Results: Prior to CART infusion, 48 (32%) patients received BRT and 102 (68%) did not. The median number of involved disease sites prior to leukapheresis was 2 (range: 1-4). Female gender and extranodal involvement were more common in the BRT group. The median equivalent 2 Gy BRT dose was 25.5 (range: 9.3-43) Gy. There were no grade =3 BRT-related toxicities. The median follow-up was 21 months. Following CART infusion, BRT patients had better objective response rate (92% vs 78%, p=0.046). Sustained complete response without subsequent relapse was higher with BRT (54% vs 33%, p=0.016). Local relapse in sites present prior to CART was lower in the BRT group (21% vs. 46%, p=0.003). BRT patients had improved 2-year RFS (53% vs 44%, p=0.023) and 2-year EFS (37% vs 34%, p=0.039) compared to no BRT patients. Further improvement in 2-year RFS (57% vs 44%, p=0.003) and 2-year EFS (44% vs 32%, p=0.008) was seen in patients who received comprehensive BRT to all active disease sites (n=37) compared to those who did not (n=113). The impact of BRT was most prominent in patients who had =2 pre-CART involved disease sites, with 2-year RFS of 62% in patients who received BRT compared to 42% in those who did not (p=0.002). This improvement in RFS was not seen in patients who had >2 pre-CART involved disease sites.

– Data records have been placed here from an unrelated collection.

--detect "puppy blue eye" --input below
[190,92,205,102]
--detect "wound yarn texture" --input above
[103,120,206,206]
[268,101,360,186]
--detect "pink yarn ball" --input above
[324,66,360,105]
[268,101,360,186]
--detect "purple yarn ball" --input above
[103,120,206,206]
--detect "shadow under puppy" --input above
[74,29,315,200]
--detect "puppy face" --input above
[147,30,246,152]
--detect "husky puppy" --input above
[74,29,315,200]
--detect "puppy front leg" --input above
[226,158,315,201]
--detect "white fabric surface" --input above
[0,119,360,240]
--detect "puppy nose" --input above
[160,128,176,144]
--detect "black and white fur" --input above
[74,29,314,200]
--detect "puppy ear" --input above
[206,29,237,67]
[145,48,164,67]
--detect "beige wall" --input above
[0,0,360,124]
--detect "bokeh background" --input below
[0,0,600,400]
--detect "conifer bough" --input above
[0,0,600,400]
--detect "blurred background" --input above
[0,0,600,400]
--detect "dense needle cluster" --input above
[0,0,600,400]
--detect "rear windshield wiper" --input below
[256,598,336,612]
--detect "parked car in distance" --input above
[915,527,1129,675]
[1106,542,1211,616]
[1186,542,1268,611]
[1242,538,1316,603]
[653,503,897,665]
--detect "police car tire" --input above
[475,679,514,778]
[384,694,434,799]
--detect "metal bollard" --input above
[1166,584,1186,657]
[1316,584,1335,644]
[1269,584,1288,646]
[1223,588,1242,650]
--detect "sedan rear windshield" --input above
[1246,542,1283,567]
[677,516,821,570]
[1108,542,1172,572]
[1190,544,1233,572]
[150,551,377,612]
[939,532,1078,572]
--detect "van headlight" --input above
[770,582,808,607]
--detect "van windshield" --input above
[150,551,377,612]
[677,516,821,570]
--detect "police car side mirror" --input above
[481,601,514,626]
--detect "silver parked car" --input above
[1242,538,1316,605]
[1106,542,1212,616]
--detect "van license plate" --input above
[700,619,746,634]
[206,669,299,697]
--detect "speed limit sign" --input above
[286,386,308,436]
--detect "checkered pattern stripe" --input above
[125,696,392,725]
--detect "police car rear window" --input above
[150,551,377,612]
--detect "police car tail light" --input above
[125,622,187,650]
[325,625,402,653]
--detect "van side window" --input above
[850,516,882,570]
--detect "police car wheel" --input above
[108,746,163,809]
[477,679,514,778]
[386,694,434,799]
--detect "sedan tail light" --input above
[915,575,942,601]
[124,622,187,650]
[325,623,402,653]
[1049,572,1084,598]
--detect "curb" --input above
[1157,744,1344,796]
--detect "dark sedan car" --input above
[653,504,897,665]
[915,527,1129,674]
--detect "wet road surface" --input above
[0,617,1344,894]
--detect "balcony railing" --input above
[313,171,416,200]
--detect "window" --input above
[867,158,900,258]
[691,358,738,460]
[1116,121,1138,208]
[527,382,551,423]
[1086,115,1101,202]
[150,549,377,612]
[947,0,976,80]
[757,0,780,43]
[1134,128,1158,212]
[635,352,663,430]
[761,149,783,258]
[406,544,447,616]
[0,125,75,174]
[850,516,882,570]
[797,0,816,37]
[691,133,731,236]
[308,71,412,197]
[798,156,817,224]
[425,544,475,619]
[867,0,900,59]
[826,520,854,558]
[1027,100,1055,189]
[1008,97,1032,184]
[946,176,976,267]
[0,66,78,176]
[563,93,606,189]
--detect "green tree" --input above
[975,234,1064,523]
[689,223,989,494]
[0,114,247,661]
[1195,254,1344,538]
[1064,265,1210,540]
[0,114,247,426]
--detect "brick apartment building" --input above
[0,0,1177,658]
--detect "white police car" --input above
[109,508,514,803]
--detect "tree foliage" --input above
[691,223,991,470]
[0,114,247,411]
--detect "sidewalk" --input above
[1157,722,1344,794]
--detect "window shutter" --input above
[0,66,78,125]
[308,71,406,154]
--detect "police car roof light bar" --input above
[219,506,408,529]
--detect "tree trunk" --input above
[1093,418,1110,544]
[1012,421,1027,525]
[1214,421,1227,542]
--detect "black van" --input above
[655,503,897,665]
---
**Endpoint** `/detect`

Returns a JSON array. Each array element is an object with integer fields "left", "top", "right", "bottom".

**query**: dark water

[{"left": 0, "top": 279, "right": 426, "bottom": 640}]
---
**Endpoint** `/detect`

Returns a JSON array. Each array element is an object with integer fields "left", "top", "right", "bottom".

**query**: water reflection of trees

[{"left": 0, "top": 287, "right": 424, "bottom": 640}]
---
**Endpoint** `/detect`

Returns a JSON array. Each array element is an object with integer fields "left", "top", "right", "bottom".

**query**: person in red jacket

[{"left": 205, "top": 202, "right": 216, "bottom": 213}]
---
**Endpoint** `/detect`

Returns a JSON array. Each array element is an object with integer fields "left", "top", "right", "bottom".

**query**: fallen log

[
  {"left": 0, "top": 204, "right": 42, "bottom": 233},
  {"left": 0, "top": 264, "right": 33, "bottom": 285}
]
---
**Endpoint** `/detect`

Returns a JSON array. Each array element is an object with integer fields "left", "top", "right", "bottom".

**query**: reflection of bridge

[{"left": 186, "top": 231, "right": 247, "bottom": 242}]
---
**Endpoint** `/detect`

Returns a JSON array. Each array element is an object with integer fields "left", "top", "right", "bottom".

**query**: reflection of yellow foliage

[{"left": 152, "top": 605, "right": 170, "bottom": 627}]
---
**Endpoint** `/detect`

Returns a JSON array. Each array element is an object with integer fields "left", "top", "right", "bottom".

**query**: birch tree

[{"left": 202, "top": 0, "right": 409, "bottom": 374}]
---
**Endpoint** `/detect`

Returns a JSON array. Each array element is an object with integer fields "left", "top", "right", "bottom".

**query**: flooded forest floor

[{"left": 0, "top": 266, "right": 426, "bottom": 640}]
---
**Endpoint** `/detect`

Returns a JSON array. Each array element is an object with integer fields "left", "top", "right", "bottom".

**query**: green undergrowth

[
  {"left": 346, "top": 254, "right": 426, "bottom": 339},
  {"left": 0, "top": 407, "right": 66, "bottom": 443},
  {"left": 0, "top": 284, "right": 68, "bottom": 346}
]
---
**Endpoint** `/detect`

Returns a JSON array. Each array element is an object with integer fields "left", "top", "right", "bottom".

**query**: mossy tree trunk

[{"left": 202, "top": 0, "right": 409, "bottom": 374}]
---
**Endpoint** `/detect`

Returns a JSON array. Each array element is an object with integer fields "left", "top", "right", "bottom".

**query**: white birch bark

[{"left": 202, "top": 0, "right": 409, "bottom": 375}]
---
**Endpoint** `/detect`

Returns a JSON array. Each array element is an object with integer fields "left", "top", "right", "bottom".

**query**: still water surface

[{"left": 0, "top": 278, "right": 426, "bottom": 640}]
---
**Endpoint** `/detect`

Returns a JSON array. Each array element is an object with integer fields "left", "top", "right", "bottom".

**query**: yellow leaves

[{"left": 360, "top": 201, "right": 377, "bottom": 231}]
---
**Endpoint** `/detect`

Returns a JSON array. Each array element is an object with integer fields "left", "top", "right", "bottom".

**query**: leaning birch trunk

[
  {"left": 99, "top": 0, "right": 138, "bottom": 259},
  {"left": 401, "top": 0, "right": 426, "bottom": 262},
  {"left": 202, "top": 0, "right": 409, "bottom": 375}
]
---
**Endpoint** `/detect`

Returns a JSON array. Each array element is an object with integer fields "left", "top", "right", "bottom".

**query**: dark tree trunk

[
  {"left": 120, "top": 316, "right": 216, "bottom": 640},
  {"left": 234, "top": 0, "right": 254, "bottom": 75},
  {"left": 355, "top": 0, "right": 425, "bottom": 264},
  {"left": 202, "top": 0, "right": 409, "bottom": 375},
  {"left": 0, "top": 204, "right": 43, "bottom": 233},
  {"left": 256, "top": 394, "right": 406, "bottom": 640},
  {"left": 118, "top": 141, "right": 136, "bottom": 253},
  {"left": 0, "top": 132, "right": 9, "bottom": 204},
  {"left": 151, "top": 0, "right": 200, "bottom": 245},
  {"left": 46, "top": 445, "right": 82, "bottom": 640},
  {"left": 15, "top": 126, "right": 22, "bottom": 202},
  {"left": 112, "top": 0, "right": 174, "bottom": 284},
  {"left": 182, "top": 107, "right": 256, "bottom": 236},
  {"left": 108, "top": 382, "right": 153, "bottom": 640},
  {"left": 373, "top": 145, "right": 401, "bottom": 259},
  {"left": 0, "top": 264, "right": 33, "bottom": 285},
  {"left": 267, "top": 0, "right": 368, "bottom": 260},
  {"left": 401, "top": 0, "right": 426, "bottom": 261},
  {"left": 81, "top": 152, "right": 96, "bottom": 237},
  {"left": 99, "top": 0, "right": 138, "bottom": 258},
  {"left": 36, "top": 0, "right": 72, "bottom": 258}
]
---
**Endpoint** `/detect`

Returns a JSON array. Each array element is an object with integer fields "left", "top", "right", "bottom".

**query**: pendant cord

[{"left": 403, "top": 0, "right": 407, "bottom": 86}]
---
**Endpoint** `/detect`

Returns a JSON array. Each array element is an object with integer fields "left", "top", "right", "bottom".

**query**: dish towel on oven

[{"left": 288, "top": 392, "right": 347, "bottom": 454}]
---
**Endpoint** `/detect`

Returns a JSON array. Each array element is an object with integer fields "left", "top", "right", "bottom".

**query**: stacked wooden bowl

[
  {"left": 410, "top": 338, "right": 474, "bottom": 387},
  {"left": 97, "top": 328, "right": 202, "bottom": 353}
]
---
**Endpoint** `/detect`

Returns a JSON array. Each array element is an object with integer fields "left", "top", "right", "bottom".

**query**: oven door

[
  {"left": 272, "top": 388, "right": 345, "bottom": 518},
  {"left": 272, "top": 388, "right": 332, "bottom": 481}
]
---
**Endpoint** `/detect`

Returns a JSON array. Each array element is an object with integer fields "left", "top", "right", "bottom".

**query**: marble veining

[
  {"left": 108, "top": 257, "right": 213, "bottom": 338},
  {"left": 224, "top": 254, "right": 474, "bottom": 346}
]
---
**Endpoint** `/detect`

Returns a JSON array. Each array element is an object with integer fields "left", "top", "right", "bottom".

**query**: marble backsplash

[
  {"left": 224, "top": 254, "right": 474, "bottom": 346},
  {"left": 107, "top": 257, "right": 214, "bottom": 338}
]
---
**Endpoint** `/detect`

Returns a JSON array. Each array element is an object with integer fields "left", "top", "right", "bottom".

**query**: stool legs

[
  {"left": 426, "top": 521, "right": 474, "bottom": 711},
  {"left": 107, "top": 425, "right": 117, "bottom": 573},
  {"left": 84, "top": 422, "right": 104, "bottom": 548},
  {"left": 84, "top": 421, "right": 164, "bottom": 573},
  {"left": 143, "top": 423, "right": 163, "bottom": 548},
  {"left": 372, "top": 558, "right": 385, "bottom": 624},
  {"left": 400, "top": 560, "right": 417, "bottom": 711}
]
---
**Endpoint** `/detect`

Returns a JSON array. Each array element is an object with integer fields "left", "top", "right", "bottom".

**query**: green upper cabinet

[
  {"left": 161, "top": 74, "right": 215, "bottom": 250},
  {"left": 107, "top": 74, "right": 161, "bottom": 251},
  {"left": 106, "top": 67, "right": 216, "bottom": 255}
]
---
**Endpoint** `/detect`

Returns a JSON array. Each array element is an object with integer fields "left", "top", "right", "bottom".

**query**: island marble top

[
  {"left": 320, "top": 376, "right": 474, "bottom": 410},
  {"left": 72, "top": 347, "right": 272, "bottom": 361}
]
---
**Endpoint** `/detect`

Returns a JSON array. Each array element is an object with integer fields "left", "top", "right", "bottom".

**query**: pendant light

Conclusion: BRT prior to CART for patients with limited (<5 involved disease sites) r/r NHL improves response rate, local control, RFS, and EFS without causing significant toxicities. Larger prospective studies are needed to confirm our findings, and clinical predictors of which patients will benefit most from BRT are needed.